Otro elemento que configura la expresión del dolor online, y que debemos tener en cuenta de manera ineludible, es el de la permanencia de los contenidos que subimos, que muchas veces entra en contradicción con la inmediatez o la impulsividad con los que pueden subirse. “Creo que lo perjudicial de esto es sentir obligación por ser de una forma determinada todo el rato y siempre. Estamos acotadas por roles impuestos de forma externa por lo que se percibe de ti”, reflexiona Cintia al respecto.

Por supuesto, es posible borrar los posts o eliminar nuestros perfiles, pero esto significa borrar también una parte de nuestra vida que ya has hecho pública. “Muchas veces cuando se expresa el estado emocional a través de las redes es de una manera impulsiva o reactiva”, afirma Esquinas, que coincide con los análisis de Greet Loving al señalar cómo la estructura misma del capitalismo de plataformas hace que perdamos el control sobre aquello que exponemos: “la evidencia de que la tristeza en redes sociales hoy en día está diseñada en abrumadora”, advierte el investigador.

“Mientras que la melancolía en el pasado se definía por la separación de los demás, la reducción de los contactos y la reflexión sobre uno mismo, la tristeza de hoy se manifiesta en medio de las ocupadas interacciones en redes sociales.
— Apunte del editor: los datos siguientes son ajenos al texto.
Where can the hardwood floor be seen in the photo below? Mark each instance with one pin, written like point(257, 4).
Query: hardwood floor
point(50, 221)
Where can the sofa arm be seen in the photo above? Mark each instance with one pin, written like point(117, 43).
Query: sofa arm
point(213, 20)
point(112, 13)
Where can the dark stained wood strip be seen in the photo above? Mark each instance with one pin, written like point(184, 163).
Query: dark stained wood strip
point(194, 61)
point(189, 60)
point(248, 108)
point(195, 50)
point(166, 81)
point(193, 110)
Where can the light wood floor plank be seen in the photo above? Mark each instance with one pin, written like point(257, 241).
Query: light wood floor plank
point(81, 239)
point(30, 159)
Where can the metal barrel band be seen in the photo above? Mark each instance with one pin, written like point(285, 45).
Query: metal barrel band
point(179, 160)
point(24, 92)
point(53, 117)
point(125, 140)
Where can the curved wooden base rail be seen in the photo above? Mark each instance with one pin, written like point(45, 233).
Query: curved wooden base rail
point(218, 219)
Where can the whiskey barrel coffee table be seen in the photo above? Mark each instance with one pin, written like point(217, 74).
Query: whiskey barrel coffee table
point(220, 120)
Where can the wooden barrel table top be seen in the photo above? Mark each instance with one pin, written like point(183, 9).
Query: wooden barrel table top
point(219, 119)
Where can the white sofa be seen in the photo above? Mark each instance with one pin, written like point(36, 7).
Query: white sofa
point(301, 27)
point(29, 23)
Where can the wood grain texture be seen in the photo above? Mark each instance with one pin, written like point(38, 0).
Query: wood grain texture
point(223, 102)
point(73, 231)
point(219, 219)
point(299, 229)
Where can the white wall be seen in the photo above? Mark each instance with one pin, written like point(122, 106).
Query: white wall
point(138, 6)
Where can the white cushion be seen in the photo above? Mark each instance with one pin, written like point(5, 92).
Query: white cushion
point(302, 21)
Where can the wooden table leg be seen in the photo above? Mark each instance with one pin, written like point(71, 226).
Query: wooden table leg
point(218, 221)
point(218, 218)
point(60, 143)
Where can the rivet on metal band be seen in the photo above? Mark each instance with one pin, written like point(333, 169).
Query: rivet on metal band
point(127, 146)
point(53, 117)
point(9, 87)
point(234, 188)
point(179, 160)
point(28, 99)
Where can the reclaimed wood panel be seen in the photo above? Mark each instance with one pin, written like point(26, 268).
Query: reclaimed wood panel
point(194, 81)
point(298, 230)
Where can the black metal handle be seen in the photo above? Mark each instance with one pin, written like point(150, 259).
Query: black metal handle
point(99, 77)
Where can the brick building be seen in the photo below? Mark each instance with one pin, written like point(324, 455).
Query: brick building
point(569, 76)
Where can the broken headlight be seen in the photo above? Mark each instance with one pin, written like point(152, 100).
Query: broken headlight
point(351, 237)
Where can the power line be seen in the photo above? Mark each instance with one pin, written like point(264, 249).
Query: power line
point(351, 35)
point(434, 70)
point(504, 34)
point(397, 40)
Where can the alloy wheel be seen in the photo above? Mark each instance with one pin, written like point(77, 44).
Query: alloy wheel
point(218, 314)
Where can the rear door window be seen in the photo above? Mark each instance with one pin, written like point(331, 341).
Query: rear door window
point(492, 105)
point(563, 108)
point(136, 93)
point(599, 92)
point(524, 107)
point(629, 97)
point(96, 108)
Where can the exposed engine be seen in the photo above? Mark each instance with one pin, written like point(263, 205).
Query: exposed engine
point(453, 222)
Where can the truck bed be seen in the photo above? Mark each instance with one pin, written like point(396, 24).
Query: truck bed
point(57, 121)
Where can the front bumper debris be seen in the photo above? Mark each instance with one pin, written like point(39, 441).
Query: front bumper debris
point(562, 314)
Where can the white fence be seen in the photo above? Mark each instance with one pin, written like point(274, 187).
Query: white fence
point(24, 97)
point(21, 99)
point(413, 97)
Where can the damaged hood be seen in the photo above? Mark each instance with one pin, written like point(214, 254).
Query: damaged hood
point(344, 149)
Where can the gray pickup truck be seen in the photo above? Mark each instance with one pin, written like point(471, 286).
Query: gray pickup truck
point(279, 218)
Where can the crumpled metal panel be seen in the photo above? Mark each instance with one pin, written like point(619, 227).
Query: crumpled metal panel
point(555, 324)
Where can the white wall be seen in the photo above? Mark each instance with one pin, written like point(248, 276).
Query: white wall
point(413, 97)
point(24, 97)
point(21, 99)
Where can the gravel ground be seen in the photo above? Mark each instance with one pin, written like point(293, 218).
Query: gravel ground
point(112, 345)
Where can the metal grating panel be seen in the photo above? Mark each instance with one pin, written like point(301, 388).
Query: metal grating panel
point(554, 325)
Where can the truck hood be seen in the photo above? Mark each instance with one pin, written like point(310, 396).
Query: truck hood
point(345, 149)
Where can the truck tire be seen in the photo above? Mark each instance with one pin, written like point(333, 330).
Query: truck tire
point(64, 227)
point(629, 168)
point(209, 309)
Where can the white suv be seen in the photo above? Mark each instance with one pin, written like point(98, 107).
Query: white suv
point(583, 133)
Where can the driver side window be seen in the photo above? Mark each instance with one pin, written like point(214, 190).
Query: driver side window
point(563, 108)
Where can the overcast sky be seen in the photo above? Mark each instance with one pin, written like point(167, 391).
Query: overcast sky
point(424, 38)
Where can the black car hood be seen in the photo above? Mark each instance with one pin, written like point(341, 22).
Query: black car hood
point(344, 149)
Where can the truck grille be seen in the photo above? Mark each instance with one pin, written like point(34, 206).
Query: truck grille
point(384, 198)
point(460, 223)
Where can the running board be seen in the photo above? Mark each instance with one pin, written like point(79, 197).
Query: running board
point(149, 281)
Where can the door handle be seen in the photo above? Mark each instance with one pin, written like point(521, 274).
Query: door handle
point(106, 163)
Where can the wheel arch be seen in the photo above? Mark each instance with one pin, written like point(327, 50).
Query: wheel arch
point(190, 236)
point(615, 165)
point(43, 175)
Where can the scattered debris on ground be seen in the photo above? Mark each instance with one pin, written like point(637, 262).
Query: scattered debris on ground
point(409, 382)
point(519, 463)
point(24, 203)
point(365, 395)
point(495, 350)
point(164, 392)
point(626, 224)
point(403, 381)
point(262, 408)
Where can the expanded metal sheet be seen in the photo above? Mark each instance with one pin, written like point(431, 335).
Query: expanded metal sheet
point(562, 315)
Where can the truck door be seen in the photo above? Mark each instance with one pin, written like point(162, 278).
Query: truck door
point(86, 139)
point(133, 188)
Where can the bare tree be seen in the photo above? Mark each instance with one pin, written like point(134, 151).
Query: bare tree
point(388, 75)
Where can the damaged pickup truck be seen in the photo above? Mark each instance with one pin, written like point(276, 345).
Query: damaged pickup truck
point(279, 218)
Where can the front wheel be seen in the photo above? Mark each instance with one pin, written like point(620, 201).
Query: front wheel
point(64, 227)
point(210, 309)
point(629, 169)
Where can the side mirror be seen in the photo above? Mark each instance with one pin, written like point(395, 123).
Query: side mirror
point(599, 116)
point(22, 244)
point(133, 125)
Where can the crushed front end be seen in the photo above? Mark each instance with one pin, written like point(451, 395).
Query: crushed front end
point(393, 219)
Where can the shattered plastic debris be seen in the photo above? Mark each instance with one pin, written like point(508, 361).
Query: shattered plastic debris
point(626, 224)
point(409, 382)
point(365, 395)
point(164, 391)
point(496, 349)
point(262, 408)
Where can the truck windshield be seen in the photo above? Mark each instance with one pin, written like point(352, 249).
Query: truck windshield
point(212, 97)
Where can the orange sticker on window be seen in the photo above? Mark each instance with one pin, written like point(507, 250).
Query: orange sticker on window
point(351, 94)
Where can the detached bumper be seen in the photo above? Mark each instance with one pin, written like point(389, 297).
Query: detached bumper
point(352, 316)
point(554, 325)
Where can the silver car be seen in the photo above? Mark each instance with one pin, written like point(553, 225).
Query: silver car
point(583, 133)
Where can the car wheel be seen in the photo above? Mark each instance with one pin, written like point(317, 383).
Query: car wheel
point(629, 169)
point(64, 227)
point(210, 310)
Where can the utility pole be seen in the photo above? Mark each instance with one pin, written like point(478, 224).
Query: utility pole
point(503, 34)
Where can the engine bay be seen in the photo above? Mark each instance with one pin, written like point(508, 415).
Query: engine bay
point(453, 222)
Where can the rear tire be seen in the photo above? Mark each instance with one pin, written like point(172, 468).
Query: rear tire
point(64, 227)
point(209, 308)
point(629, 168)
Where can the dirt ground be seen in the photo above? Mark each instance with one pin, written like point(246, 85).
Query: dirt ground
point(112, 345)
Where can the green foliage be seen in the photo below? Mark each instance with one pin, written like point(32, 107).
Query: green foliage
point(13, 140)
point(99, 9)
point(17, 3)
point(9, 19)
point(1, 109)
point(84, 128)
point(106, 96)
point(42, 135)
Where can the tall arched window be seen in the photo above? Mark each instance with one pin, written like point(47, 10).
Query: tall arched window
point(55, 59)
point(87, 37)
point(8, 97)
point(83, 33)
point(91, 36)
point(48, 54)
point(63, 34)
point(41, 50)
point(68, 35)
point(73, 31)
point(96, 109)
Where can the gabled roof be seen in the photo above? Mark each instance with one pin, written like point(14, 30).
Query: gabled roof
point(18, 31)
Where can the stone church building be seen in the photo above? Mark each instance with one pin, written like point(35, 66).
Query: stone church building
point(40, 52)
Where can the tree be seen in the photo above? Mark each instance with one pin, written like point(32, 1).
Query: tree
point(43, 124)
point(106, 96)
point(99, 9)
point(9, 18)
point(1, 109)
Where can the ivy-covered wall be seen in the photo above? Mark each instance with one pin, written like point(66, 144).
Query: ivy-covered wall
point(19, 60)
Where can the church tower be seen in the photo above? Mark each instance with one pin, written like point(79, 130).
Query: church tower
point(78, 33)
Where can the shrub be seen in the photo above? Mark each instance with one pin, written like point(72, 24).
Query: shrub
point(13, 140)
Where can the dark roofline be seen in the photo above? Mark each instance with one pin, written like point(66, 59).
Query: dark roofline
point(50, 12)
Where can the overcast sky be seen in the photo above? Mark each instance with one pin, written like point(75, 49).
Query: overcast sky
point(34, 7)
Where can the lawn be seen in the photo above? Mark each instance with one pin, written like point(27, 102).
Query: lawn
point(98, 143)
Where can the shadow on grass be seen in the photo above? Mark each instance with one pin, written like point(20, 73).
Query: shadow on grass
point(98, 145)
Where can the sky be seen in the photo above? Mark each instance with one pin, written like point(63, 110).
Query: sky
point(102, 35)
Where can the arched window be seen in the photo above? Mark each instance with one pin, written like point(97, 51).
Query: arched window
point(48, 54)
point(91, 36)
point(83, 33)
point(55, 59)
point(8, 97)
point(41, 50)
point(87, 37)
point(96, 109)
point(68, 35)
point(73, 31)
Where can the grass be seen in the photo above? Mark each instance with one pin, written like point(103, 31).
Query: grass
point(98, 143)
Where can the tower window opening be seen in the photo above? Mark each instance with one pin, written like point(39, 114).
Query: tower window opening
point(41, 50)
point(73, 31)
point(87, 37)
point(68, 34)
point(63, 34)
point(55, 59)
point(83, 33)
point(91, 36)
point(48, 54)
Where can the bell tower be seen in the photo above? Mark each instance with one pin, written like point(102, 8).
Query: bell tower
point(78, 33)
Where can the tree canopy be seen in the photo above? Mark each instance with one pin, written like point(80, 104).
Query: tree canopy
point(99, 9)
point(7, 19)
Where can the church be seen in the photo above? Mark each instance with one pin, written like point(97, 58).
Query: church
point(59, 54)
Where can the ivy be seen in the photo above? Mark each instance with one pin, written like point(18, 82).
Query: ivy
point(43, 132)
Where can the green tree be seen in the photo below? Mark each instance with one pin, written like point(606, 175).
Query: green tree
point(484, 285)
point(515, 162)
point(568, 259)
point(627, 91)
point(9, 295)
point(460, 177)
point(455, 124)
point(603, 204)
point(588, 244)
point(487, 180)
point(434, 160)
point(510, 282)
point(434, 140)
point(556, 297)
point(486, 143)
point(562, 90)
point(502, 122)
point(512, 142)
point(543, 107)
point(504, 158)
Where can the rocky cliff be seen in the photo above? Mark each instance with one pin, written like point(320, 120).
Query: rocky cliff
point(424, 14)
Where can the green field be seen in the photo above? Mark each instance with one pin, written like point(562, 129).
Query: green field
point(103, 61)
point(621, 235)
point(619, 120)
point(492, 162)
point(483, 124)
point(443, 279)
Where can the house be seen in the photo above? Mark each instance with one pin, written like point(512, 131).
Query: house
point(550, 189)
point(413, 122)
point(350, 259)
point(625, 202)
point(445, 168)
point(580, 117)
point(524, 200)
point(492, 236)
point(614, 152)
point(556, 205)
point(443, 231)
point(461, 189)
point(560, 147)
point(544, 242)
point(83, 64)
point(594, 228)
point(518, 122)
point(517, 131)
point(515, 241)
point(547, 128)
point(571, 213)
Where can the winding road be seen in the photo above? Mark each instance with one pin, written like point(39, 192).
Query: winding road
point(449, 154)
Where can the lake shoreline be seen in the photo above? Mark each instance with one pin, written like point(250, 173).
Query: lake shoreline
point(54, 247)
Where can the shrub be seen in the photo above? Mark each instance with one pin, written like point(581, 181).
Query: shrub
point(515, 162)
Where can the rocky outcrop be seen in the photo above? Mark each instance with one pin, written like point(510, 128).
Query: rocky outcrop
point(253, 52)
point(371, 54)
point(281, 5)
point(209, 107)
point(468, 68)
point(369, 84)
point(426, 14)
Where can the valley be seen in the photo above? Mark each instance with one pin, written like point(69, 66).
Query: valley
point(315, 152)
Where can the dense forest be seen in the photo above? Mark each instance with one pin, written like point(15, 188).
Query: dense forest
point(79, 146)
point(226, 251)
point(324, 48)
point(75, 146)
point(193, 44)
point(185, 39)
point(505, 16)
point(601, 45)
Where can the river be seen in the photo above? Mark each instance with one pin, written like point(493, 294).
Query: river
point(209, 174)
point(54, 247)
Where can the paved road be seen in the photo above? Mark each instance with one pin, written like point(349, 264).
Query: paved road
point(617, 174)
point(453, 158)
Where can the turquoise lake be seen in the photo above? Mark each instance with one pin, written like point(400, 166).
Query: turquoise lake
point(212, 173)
Estamos solos juntos, solos como parte de una multitud, una forma de soledad que es particularmente cruel, frenética y agotadora”.

“Buscamos un lugar y, cuando somos aceptados en él, no nos conviene movernos demasiado: nos ajustamos a él como al resto de situaciones sociales”

No tiene sentido plantear un debate simplista sobre si es bueno o malo expresar nuestro malestar en redes sociales, y menos hacerlo como si fuera algo singular y completamente distinto del resto de nuestras interacciones no digitales. Pero es interesante destacar cómo estas plataformas obligan a que negociemos con este sistema de gratificaciones nuevo, que está ligado a una métrica exacta, disponible en todo momento: es casi imposible no monitorear en detalle –tantos likes, tantas impresiones, tantos “clicks en el enlace”– las reacciones a nuestras publicaciones.

Es una paradoja que, por supuesto, no opera solo en los contenidos sobre salud mental, sino que nos persigue siempre que alimentamos nuestras identidades online. Esto no significa que estamos enganchados a los likes, o que estemos mercantilizando nuestra intimidad, como suelen sugerir en mayúsculas y negrita los análisis más apocalípticos. Simplemente buscamos un lugar y, cuando somos aceptados en él, no nos conviene movernos demasiado: nos ajustamos a él como al resto de situaciones sociales, con la diferencia de que aquí la exposición es mayor. A nadie le gusta perder seguidores porque a nadie le gusta que le digan que no ha hecho algo bien. Seguimos compartiendo aquello que gusta. Pero qué le vamos a hacer si las interacciones en estas redes sociales imperfectas a veces es lo único que nos ayuda a sentirnos bien.